Para mí, la ruta de lo impensado es, por ejemplo, caminar por un cementerio de noche y encontrar ahí a un tipo que en año nuevo, cuando todos nosotros chocamos nuestras copas rebalsadas de bebidas espumantes, está solo rodeado de cadáveres sin nadie con quien brindar porque ése es su trabajo y su responsabilidad en ese momento. La ruta de lo impensado es revivir con un chico que está cuadripléjico hace catorce años los últimos momentos en que su vida era una vida normal, en que podía caminar como cualquiera de nosotros por la calle, ir al kiosco, visitar un amigo, hacer las compras en el almacén de la cuadra. La ruta de lo impensado es compartir un set de fotografía con mujeres bellas completamente desnudas porque el personaje de tu crónica es un retratista del desnudo femenino. La ruta de lo impensado es caminar por barrios inseguros, ver adolescentes fumando paco, y ahí, en ese entorno gris, encontrar a un tipo que saca a los chicos de las drogas a través de la pintura y los colores y las artes plásticas porque dice que eso puede salvar vidas.

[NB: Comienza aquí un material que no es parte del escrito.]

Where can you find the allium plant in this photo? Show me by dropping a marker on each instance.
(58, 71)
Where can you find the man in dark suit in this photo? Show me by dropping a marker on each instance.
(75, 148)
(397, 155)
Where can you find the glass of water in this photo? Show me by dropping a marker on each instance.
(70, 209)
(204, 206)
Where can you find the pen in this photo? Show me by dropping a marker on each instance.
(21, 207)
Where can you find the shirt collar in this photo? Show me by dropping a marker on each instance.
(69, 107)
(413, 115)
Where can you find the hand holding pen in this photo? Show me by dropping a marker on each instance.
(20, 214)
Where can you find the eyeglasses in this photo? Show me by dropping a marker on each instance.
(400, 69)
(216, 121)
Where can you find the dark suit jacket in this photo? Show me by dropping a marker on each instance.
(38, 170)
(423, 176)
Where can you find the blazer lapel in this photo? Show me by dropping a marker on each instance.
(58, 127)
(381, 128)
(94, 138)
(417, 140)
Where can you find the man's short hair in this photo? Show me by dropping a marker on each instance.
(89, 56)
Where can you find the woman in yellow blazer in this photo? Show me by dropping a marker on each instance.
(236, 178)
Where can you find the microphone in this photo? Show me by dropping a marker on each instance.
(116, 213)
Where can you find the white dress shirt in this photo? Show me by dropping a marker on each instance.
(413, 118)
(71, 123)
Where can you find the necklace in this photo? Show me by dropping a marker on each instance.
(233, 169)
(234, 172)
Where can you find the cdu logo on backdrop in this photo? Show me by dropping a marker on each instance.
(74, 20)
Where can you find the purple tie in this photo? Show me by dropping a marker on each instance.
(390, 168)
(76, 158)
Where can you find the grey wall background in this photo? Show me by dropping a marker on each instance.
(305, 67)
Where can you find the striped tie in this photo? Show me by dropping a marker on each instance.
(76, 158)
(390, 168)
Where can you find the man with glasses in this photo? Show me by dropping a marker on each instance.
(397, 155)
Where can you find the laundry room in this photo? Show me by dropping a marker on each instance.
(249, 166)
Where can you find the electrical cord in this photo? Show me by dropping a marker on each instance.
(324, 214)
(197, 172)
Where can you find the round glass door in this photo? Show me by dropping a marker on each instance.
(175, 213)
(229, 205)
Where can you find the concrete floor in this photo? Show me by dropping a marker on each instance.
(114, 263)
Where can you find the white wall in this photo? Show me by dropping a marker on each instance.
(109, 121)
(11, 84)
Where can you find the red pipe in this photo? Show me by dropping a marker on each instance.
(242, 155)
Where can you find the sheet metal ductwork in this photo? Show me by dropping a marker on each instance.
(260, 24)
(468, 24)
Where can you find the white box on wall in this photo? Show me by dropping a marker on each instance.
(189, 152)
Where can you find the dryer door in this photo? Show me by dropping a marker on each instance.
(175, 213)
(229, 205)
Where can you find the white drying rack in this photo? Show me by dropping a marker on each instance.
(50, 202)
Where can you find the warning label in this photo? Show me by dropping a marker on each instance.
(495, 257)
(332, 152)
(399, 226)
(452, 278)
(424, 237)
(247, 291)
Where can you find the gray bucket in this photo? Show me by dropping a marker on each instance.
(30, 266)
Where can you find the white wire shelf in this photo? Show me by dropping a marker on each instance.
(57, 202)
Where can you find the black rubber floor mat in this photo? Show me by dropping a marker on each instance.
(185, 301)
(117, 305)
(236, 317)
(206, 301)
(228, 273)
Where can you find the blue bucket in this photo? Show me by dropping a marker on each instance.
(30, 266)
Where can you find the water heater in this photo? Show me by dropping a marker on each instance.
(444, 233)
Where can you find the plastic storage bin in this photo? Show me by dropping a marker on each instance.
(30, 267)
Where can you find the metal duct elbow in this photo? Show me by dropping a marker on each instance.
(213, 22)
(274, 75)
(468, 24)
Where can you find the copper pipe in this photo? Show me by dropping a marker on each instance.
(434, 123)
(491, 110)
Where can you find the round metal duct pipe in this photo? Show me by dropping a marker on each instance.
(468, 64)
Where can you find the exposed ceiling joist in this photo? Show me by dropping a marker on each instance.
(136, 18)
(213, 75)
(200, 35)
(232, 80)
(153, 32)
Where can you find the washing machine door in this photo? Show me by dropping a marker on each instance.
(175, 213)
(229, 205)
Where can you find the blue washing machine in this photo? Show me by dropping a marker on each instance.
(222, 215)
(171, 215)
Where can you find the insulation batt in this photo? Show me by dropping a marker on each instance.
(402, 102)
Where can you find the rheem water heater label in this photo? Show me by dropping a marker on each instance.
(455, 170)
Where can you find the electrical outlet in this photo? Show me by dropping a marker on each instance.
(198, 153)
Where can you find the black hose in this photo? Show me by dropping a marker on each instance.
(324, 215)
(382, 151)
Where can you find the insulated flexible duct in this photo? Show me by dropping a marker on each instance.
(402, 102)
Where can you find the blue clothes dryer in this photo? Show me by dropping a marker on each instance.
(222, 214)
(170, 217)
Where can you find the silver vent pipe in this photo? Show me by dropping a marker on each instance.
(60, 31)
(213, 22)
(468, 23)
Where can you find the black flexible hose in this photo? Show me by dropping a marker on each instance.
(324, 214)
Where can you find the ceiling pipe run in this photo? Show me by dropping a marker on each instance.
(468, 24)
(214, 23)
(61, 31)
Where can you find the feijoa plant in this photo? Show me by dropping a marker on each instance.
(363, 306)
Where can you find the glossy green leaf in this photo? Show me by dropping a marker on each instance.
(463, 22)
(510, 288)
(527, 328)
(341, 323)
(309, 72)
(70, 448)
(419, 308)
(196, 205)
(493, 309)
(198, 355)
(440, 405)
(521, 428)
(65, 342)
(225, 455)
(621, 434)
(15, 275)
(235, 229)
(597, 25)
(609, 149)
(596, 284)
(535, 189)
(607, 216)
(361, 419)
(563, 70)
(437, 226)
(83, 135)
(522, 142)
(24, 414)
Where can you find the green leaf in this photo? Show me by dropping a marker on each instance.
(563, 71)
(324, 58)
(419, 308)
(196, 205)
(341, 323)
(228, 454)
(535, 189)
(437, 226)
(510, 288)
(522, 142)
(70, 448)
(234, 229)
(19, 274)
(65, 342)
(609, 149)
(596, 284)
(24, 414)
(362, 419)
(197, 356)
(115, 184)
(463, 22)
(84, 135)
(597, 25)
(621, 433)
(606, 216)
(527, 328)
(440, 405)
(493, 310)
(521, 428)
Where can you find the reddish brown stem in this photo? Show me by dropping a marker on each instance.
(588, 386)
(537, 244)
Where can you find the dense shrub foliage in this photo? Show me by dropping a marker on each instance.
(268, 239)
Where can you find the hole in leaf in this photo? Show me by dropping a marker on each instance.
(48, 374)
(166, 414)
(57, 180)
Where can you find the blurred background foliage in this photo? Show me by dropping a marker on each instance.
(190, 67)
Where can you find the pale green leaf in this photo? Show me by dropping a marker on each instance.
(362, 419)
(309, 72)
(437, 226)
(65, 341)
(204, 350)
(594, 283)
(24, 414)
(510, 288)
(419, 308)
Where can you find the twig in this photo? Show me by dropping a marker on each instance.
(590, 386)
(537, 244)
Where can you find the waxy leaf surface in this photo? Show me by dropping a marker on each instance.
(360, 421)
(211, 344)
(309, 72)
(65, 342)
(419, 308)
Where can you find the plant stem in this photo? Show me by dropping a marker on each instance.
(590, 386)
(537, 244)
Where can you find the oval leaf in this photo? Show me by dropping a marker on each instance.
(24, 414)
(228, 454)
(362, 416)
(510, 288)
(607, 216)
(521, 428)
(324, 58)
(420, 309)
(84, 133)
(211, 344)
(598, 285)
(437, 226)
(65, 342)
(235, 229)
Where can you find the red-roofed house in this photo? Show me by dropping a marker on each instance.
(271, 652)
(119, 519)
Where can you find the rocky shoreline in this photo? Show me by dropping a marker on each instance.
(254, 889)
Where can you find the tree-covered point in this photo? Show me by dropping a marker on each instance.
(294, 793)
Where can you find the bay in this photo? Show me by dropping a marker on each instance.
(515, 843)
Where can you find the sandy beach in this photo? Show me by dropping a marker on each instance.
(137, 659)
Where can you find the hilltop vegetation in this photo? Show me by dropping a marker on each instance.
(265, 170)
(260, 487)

¿Es que uno puede ser tan cabrón de seguir siendo el mismo después de vivir cosas así? ¿Puede uno negociar esa sensibilidad a cambio de una mal pretendida objetividad? ¿No templan, estas vivencias, el carácter del más pintado? ¿No matiza la mirada de las cosas y de las personas?
Y además de todo esto, está la posibilidad de que otros puedan vivenciar, a través nuestro, lo mismo que uno vivió. Y que por eso nos puteen o nos aclamen, eso no importa, pero sí que conozcan algo distinto que antes no conocían. Que conozcamos un poquito más al otro.
Eso tiene de maravilloso la crónica, la posibilidad de relatar lo impensado, lo desconocido, lo que pasa por nuestros ojos todos los días y nunca nos detenemos a mirar. Así fue cuando nació hace quinientos años y así sigue siendo ahora.
Al fin y al cabo, Guillermoprieto tenía razón. Esto de vivir, como los gatos, siete vidas en una, es un privilegio y una maravilla. Pero siempre habrá, allá escondida y agazapada, una historia por contar.
Eso querrá decir algo. Quizás, que todavía tenemos mucho por caminar. Mucho por descubrirnos. Mucho de qué hablar entre nosotros. En fin, mucho que aprender.